Edinburgh Book Festival: Duncan Hamilton, "Eric Liddell: True Sporting Hero", Review

Image
Edinburgh Festival review
Rating (out of 5)
4
Show info
Performers
Duncan Hamilton with Al Senter in the chair.
Running time
60mins

Duncan Hamilton has won the 'William Hill Sports Book writer of the Year Award' twice. First, for his biographies of the cricketer Harold Larwood and, second, for his biography of the football player and manager Brian Clough. He is perhaps aiming to make it three in a row with his new book on Eric Liddell, the international rugby player, Olympic athlete and missionary.

In discussion with chair Al Senter, Hamilton wondered if in his research he should try to act the same way as his subjects. He tried this with Brian Clough and then found himself drinking whisky in the early morning! After this he gave up, however, he did try and visit the various places that the subjects had connections with; he did this for Harold Larwood and spent some time in the United States and then did the same for Eric Liddell making visits to China and visiting the places where he worked and latterly where he was imprisoned and died. Hamilton said that his visits to China had been not only to get a feel for the locations that Liddell knew, it was also to meet and speak to Liddell's daughters.

Before writing any book Hamilton carried out an evaluation to ensure the book had a clear beginning, a main or centre, then an end. When he looked at Eric Liddell's life he found just that, firstly, his early life which included the international athletics and the rugby; the middle was his time in China as a missionary and the end was his imprisonment and death in a prison camp.

Eric Liddell and his brother Robert were sent to Eltham College in the southern part of London, a school which accepted the sons of missionaries for their education. His parents and his sister returned to China to resume their work as missionaries. Then from school he went to the University of Edinburgh where he graduated with a degree of Batchelor of Science just after the Paris Olympics.

Of course Liddell gained almost world-wide fame by his stand in refusing to run the 100 metres final at the Olympic Games in Paris in the summer of 1924 because it would take place on a Sunday. Nor did he take part in the 4 x 400 metres relay in which Britain finished third.

It was his effort in the 400 metre final which attracted huge interest; Liddell started quickly to put some distance between himself and the Americans who were fancied to win, however, having started with a sprint Liddell, who was in the outside lane, had to keep going. He was closely challenged but he managed to win the race in the end with a world record time which then became a European record and which stood until the Olympic Games of 1936 in Berlin.

His great adversary, Harold Abrahams, when listening to criticisms of Liddell's style commented, "people may shout their heads off about his appalling style. Well, let them; he gets there." Harold Abrahams of course won the 100 metres that Liddell refused to take part in. Abrahams always maintained that he would have beaten Liddell in the 100 yards Olympic Final but we will never know!

People who had known Liddell spoke of him as a 'saintly' person and the mention of his name would bring tears to their eyes. He was referred to as someone who stirred the desire to be a better human being and be more tolerant of other people. This was setting the bar very high indeed. But the aim of the biographer is to cover everything in a person's life.

Liddell's may seem initially like a 'Boy's Own Paper' story line with the Olympic medal, the World Record and his way of living life, however, the whole of the person's life needs to be covered, warts and all.

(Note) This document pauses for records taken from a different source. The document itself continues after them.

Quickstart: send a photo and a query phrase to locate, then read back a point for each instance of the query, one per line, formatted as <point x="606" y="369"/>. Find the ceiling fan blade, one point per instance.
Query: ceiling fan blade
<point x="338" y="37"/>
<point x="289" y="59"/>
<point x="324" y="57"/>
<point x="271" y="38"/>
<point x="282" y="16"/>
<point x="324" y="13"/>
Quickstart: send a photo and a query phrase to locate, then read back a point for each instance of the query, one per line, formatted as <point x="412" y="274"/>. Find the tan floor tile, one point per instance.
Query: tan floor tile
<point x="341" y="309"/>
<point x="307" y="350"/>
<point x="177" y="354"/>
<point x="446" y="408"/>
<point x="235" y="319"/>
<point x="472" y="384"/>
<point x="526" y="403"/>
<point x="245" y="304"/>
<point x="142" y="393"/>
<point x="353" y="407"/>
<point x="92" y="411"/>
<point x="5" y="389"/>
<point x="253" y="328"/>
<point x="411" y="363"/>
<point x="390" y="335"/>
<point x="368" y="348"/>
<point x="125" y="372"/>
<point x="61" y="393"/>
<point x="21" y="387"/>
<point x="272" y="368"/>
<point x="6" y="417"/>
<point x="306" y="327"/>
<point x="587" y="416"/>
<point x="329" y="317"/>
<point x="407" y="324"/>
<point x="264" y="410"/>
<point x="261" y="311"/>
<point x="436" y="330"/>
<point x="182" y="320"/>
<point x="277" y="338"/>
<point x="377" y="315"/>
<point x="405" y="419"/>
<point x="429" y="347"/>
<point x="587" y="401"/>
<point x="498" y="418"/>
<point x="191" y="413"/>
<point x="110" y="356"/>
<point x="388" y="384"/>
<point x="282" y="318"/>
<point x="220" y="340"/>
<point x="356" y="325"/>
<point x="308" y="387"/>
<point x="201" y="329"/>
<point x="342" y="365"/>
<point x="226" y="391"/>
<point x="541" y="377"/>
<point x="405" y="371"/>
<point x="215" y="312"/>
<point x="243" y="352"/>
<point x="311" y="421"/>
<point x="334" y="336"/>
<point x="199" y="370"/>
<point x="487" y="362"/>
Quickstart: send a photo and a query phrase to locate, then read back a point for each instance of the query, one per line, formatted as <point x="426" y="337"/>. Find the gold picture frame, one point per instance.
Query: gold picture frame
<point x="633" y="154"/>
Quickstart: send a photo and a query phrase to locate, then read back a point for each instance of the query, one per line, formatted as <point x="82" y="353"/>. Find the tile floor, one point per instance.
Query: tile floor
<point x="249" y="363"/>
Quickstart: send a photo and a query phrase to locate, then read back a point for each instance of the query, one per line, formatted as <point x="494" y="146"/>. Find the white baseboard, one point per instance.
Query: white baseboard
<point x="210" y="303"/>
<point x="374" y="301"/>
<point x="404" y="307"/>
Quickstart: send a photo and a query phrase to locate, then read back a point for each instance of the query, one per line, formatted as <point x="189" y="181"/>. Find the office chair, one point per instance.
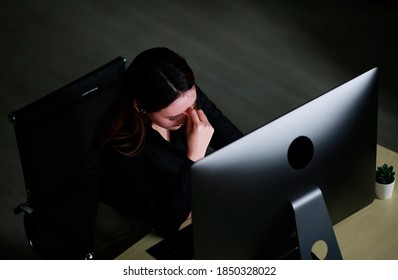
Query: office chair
<point x="54" y="136"/>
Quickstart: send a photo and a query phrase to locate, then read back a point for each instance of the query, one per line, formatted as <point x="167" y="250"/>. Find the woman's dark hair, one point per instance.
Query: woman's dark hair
<point x="154" y="79"/>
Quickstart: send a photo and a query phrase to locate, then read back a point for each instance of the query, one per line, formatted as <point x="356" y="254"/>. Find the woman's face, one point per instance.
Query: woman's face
<point x="174" y="116"/>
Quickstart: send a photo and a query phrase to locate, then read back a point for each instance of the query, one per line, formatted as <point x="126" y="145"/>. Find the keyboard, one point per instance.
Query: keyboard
<point x="177" y="247"/>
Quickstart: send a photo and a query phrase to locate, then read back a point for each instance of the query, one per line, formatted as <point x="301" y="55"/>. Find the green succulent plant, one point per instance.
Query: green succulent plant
<point x="385" y="174"/>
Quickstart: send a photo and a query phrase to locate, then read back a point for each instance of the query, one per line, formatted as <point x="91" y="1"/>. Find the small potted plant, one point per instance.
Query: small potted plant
<point x="385" y="180"/>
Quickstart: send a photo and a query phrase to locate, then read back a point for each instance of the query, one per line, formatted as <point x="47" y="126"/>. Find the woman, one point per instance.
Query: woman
<point x="163" y="124"/>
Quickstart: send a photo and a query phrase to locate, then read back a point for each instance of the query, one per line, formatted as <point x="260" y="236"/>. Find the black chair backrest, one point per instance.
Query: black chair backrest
<point x="54" y="136"/>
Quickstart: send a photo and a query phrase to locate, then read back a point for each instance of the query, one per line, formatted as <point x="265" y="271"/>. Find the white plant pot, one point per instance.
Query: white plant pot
<point x="384" y="191"/>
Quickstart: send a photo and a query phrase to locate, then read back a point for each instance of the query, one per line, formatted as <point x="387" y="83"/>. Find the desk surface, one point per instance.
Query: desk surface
<point x="371" y="233"/>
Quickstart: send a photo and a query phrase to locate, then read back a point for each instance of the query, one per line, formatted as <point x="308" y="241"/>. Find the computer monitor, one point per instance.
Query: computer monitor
<point x="285" y="184"/>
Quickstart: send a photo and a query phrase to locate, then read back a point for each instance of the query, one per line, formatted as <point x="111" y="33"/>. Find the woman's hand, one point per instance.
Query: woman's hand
<point x="199" y="133"/>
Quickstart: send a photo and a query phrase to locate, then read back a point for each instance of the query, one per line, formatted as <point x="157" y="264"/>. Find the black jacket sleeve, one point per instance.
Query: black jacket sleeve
<point x="225" y="132"/>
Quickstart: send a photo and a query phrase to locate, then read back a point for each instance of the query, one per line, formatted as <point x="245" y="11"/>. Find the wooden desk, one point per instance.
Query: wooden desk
<point x="371" y="233"/>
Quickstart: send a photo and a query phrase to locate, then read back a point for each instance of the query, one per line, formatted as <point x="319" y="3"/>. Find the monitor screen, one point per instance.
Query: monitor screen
<point x="243" y="193"/>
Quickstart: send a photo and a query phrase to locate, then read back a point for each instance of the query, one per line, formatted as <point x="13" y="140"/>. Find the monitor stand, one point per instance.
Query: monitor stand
<point x="313" y="224"/>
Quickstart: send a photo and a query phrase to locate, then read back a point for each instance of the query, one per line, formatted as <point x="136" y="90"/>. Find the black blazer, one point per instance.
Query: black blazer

Liddell followed the example of his parents and worked first in Tianjin in China and later in the town of Xiaozhang which were some three hundred kilometres south of Beijing. He taught at the Anglo-Chinese College where he was instrumental in the spread of Christian values. He never forgot his sports and taught many of the boys a variety of sports.

After ordination in the UK when on leave from China he returned and married Florence Mackenzie whose family were Canadian missionaries in the area. They had three daughters, Patricia, Heather and Maureen. Sadly he was never to see Maureen as he evacuated his wife due to the proximity of the Japanese who were advancing into the area.

In the end, Liddell was imprisoned in the Weihsien Internment Camp which is now near Weifang. He became the de facto leader of the camp and was greatly in demand because of his impartiality. He was a hugely popular person because of his humanity and kindness. It is said that the whole camp was horrified and greatly saddened by his death; everyone missed him enormously.

He died before the end of the war of an inoperable brain tumour and wrote to his wife on the day he died to say that he thought he was "suffering from a nervous breakdown" through exhaustion being unaware of the tumour. He died on 21st February 1945 just five months before the end of the war.

A fascinating coverage of Liddell and of Hamilton the author.

Duncan Hamilton's book For the Glory (May 2016) is published by Doubleday.